Смотрю теперь себе вслед, куда этот мой природный тихий человек девался, и вот оказывается, – нет, не знаем мы, на что способен каждый из нас. Вот есть у тебя умишко какой-нибудь, а приставь к нему власть – и сразу ты себе в тысячу раз умней покажешься, тот же человек и не тот. Семен Демьяныч все мне твердит: «Учи, Михаила, декреты», а мне уж смешно и слышать его старые понятия. Раз нам надо было собирать чрезвычайный налог, и так по декретам выходило, что это вроде как гуманность какая, народ, мол, для своей свободы жертвовать должен. Долго я с этой гуманностью сидел, бился, бился, уговаривал, упрашивал: ну, нет и нет начисто ни у кого. Раз случилось, был я сильно выпивши, я тогда дня не пропускал, – пришел ко мне тогда человек, стал на коленки, просит от налога избавить, клянется всеми святыми, что нет у него ничего, помянул даже и Богородицу. Противно мне стало, взял я и так легонечко его в зубы наганом толкнул. И вот тут удивление: выплюнул он зубы, вынимает из карманы деньги и все отдает.

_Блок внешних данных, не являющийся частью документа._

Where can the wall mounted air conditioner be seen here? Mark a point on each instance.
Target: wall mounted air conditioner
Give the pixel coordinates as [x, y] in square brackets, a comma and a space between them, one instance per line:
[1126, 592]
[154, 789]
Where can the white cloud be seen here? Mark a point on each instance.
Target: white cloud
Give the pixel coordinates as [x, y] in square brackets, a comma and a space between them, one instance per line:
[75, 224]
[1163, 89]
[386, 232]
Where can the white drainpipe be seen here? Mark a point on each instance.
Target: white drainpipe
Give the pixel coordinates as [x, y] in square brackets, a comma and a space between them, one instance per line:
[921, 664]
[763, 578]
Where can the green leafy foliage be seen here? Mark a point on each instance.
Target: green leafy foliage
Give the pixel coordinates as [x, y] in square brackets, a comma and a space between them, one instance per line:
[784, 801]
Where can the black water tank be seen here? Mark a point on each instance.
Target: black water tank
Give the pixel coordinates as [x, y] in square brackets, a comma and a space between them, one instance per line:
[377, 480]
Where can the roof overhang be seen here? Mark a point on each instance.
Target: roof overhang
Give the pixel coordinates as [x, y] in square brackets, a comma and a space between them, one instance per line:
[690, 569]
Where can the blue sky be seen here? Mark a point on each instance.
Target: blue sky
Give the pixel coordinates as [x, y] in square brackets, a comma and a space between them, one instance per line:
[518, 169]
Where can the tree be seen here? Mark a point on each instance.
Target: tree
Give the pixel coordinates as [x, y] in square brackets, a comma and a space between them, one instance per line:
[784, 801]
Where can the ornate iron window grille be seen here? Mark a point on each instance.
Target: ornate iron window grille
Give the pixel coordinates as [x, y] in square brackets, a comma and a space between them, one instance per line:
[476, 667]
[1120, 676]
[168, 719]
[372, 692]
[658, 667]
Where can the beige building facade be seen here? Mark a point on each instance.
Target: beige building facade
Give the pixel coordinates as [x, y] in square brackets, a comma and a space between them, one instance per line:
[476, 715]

Тут сразу я все и понял, и в две недели таким способом собрал весь чрезвычайный налог, и в город представляю. Семен Демьяныч и рот разинул:

– Как это, – говорит, – тебе удалось так, Михаила?

– Посредством гуманности, – отвечаю.

Смеюсь я и знаю: самого Христа поставь собирать чрезвычайный налог, и он точно таким же способом соберет, как и я, посредством этой самой гуманности.

А между прочим, пошли дополнительные налоги, и конца им не было из-за гражданской войны. У меня же вдруг начали руки трястись, от вина ли или от своего поведения, право не знаю, просто скажу: заболел. Раз как-то сижу у себя дома, выпиваю в одиночестве, раздумываю, какая у всех ко мне ненависть, а сам я чувствую гуманность в себе, и так удивительно, что все это вместе. Гляжу я за окошко, а из перелесочка зайчик выходит: ковыль, ковыль. Моргнул я крепко, и нет зайца; значит, так только представилось. Вот я занялся закуской и потом искоса так для проверки глянул на то место, где зайчишка проковылял, а там теперь два, и передние лапки у обоих перебиты. Сморгнул я, и опять ничего. Артюшка стоит у окна с донесением, чтобы неотложно по важному делу мне в Совет на чрезвычайное заседание. «Хорошо, – отвечаю, – сейчас». Он и ушел. Поднялся, хочу идти, как меня кинет! А зайцы из леса валом валят, подстреленные, с перебитыми лапками, и впереди всех большой с лошадиной ногой; уши на небе, как тополя стоят, вот как сито пробиты дробинками, и сквозь ситинки звезды горят.